How to automatically create fixup commits

How to automatically create fixup commits

Save time when implementing PR fixes with this neat script

Let’s say you’ve submitted a pull request with nice atomic commits and your colleagues have found a few improvements. They are easy to implement, but if you want a nice history, you now have to figure out to which commit you should add them. Usually that’s just the last commit where the file was changed. But it still takes a while to find that — or you let this script do the work.

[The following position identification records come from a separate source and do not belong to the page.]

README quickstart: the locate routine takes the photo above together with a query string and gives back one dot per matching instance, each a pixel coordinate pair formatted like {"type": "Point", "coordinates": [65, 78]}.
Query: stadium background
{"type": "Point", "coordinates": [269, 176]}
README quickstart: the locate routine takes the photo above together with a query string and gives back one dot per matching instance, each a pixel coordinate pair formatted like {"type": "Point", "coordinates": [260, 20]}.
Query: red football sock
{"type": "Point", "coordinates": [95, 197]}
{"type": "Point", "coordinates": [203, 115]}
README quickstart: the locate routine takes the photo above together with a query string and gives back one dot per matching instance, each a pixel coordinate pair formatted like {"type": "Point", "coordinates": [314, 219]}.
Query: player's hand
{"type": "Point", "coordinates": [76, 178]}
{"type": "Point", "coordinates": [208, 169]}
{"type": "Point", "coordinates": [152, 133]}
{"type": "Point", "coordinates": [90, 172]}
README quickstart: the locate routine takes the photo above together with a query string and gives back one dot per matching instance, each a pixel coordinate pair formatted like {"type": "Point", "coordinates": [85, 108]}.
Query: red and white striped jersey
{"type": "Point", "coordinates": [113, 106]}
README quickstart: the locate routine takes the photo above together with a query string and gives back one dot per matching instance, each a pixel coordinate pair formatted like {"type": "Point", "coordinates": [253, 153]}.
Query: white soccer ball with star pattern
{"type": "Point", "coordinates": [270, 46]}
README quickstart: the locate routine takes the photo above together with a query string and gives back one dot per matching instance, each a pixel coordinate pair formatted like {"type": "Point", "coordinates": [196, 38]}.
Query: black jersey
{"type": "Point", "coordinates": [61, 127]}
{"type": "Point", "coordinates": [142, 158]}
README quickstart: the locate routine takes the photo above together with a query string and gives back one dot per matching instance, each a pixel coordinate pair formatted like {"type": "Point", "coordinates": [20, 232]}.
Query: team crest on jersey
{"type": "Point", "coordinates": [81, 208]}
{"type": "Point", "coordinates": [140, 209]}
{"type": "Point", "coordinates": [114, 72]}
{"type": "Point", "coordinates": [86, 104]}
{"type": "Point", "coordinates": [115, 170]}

Made by the author using [carbon.sh](https://cdn.hashnode.com/res/hashnode/image/upload/v1633809858519/2jm_n2wSf.html)Made by the author using carbon.sh

Usage

Before showing you the script, I first want to show you what you can do with it.

By default this script automatically figures out the commit a changed file was last modified in and creates fixup commits for them. There will only be one fixup commit for one original commit, even if multiple changed files were modified in the same one.

You should be able to squash all of the generated commits without a merge conflict (using git rebase -i).

Additionally, you can also tweak its behavior a bit with some options:

  • The plain text parameter “root”: This script will only look at commits starting from (but excluding) the root commit. This can be used to ensure that no fixup commits will be created for commits that aren’t on the current branch. Files that were last changed in or before this commit will simply be left uncommitted.

  • -n | --dry-run: If dry run is specified no lasting changes are made. Instead it will just output which files it would assign to which commits.

  • -d | --default-root Specifies the default root. If both the default root and root are specified, only root is considered. This is meant for a git alias, where you can specify main or master as default and still overwrite it when using the alias.

  • -M<n> | --find-renames[=<n>]: If specified, will attempt to also assign renames. The format is the same as for git diff.

For example, let’s look at the following command:

assign -n -d main -M master

This will cause the script to list the commits for all changed files (instead of creating commits thanks to -n) including renamed files (due to -M). It will not list files if their last changed commit was made before or in the commit that the current master is on (would be main with just the -d option, but it was overwritten by the last parameter).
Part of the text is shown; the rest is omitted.